Are you further developing the concept?
If your concept is at an early stage of development, you may be anticipating further development in the coming months. If so, it may make sense to hold off the filing of the non-provisional application until development is finalized or nearly complete.
Filing subsequent provisional applications
Within 12 months of your first provisional application, it may make sense to file subsequent provisional applications that capture incremental improvements. You will end up with a series of provisional applications which can all be consolidated into a non-provisional application to be filed within the 1-year anniversary of your first provisional application.
If your provisional application was urgently filed to beat a particular date, you may not have had enough time for a novelty search prior to filing. Consider whether a patentability search would be helpful prior to filing a non-provisional application.
If your plan to fund your non-provisional application requires investors, then start immediately. You have only one year to file the non-provisional application, and most patent attorneys prefer not to wait until the last minute to begin drafting.
Once your provisional application is filed, you may engage in marketing, selling and fundraising for the concepts included in your provisional application as long as you follow up with a timely non-provisional application within 1 year of the provisional filing date. Make sure you do not publicly disclose any new features that were not included in your provisional application.
Filing the non-provisional application
While the non-provisional deadline is 12 months from the provisional filing date, it’s best to file the non-provisional application as soon as possible. It’s common to add new matter to the non-provisional application that was not included in the provisional application. Such new subject matter will not be entitled to the earlier priority date of the provisional. If it’s likely that your non-provisional application will contain new matter, you should file the non-provisional application as soon as possible to secure an earlier filing date for the new matter.

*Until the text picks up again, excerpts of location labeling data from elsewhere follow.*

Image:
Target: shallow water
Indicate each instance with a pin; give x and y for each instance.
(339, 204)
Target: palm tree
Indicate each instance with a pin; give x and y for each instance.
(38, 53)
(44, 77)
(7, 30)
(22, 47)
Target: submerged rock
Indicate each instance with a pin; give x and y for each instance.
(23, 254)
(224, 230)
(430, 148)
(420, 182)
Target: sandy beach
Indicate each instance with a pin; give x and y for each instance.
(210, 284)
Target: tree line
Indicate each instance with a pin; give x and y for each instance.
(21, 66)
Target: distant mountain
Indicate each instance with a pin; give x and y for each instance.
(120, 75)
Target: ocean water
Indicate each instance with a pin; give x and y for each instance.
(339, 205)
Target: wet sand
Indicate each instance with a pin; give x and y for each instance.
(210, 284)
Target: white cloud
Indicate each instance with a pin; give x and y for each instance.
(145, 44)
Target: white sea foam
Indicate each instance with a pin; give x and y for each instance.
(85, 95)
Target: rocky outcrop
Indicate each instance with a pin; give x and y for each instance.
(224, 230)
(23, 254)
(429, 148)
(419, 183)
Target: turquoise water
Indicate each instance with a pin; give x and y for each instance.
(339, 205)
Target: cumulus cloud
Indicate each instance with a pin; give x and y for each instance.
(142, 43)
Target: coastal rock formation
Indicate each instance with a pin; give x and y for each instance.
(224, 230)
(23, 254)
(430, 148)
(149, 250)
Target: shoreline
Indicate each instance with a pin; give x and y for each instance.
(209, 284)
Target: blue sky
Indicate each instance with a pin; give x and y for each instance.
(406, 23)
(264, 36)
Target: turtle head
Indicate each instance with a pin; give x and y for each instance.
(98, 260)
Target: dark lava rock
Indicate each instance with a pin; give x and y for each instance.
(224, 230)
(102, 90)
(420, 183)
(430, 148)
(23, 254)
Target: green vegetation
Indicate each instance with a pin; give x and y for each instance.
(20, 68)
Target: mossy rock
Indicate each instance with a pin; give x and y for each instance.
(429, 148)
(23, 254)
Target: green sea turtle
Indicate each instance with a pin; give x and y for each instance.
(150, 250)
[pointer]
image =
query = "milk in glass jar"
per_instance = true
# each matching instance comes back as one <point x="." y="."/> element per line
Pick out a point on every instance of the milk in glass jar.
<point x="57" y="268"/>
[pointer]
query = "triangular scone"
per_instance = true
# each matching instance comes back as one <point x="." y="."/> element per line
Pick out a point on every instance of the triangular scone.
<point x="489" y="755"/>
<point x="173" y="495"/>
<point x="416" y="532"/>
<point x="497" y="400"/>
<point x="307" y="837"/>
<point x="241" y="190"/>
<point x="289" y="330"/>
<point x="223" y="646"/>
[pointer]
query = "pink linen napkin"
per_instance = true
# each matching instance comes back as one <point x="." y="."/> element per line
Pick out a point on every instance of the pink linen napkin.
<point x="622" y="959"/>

Keep in mind that the non-provisional application will begin the examination process that will hopefully lead to a granted utility patent. Therefore, you should expect and budget for ongoing prosecution costs such as responding to Office Actions.
Foreign filing considerations
The 1-year anniversary of the provisional filing date is the deadline for not only the US non-provisional application, but also for any foreign filing. You can buy more time by filing a PCT application which would extend the national stage deadline for desired foreign countries by an additional 18 months.
If you want to file both the PCT and US non-provisional applications, one option is to file only the PCT application initially. Doing so will save some cash flow in avoiding at least the USPTO fees for the non-provisional application. You can then wait to get the International Search Report in the PCT application, file any desired claim amendments in the PCT application and then subsequently enter the US national stage application with the amended claims.
You must file in any non-PCT countries by the 12-month deadline.